1 Introduction

In the last years we are witnessing the spread of knowledge intensive applications that relies on the flourishing of the datasets available in the Linked Data (LD) CloudFootnote 1. The richness of semantic data they expose paves the way to a new generation of services and tools exploiting the ontological knowledge they encode as well as the possibility to easily mash up data coming from different sources. Among them, geographical datasets are becoming more and more important to deliver location-aware services.

The availability of a common query interface i.e. SPARQL, and the crowd-driven standardization of ontological vocabularies allows an intelligent application to grab data from diverse datasets and join them. We may imagine different scenarios where such a feature can be an important asset to provide a high quality service such as context-aware recommendation systems [15], on-line shopping, etc. or public services needed in situations of disaster management where the quality and timeliness of the data is of crucial importance.

In many application scenarios, geographical information is a key factor to enhance system answers to user request, e.g. in a movie recommendation scenario in order to suggests not only a movie according to user preferences, but also with reference to the closeness of the cinema.

Geographical knowledge bases and geo-spatial reasoning may play a key role also in emergency response or transportation planning [3, 5, 16] where it results useful to combine knowledge from different types of datasets in order to get knowledgeable information from the system. As a way of example, while organizing a trip, the user could combine information about the cultural heritage sites and means of transport with hotel accommodations, taking into account their proximity. Analogously, in emergency response situations, data can be combined to obtain a helpful and timely response. In an emergency scenario, e.g. an earthquake, the user should be able to query a knowledge base to look for collection camps, hospitals, rescue places, areas for helicopter landing as well as informal camps where the homeless have set up tent camps.

In this paper we present LOSM (Linked Open Street Map), a service that acts as a SPARQL endpoint on top of OSM. LOSM allows one to query Open Street Map data via a SPARQL query as it takes care to translate the query into a set of calls to OSM APIs. This results in exposing all the information contained in the Open Street Map geographical database as Linked Data thus making OSM a first class citizen in the Linked Data Cloud.

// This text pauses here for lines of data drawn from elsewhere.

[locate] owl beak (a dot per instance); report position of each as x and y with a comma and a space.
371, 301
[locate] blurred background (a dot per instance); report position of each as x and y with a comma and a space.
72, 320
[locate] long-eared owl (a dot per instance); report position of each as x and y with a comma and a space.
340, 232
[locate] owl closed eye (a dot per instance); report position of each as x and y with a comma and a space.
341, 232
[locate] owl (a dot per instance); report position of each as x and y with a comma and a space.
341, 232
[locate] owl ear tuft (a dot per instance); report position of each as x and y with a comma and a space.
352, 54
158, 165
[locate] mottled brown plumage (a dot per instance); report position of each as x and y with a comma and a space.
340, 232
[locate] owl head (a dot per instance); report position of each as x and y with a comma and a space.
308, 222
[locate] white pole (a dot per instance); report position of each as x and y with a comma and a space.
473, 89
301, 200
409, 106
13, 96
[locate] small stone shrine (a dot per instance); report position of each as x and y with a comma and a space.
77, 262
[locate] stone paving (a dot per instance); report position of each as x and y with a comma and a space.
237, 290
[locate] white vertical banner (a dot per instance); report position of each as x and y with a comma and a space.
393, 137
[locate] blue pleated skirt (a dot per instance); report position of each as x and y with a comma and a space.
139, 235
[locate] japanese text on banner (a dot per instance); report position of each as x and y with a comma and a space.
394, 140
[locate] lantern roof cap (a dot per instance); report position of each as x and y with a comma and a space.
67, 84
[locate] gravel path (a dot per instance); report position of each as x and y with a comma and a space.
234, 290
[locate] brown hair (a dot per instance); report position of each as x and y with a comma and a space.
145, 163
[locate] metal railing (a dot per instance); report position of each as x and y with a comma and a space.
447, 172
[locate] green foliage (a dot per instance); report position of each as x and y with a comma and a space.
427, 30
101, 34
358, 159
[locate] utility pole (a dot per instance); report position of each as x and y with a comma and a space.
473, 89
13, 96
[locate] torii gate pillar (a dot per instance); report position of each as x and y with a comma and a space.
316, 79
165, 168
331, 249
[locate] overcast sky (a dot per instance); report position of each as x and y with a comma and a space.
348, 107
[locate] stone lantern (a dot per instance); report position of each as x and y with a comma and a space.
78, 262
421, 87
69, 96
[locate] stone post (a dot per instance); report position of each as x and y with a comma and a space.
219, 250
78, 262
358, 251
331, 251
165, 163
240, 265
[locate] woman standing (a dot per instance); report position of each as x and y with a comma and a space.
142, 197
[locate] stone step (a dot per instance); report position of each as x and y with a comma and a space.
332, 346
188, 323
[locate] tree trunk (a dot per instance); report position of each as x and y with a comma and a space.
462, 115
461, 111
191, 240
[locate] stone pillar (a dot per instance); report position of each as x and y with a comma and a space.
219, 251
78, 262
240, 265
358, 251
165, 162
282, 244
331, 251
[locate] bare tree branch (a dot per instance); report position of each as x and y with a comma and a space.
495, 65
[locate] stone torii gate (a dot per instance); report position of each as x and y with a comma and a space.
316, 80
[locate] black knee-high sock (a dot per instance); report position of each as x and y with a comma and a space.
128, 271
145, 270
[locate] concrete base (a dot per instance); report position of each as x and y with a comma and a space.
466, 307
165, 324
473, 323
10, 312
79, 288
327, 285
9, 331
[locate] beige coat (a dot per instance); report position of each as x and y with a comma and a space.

While LOSM supports an on-the-fly integration of OSM data with data coming from other sources, differently from similar projects (see LinkedGeoData Footnote 2 [2] for example) LOSM does not rely on a periodical dump of the data, but it always exposes fresh and up-to-date data.

Another strength of our tool is the possibility to merge different datasets of the Linked Data cloud, linking geo-spatial knowledge with the one coming from various knowledge bases, as we show in Sect. 3.1.

The remainder of this paper proceeds as follows. In Sect. 2 we start by briefly describing Open Street Map and the reason why we chose it as a provider of linked geo-spatial data, then we describe the system architecture and the query language implemented in LOSM. Then, in Sect. 3 we describe two use cases through some sample queries highlighting the capabilities of LOSM, with a particular reference to an emergency management scenario. Finally, in Sect. 4 we review related works relying on the use of geo-spatial data. Conclusion and future work close the paper.

2 LOSM: Linked Open Street Map

In the “geo-data” arena, the crowd sourced project Open Street Map [10] is currently playing a primary role due to its openness, easy of use and of integration in third party applications.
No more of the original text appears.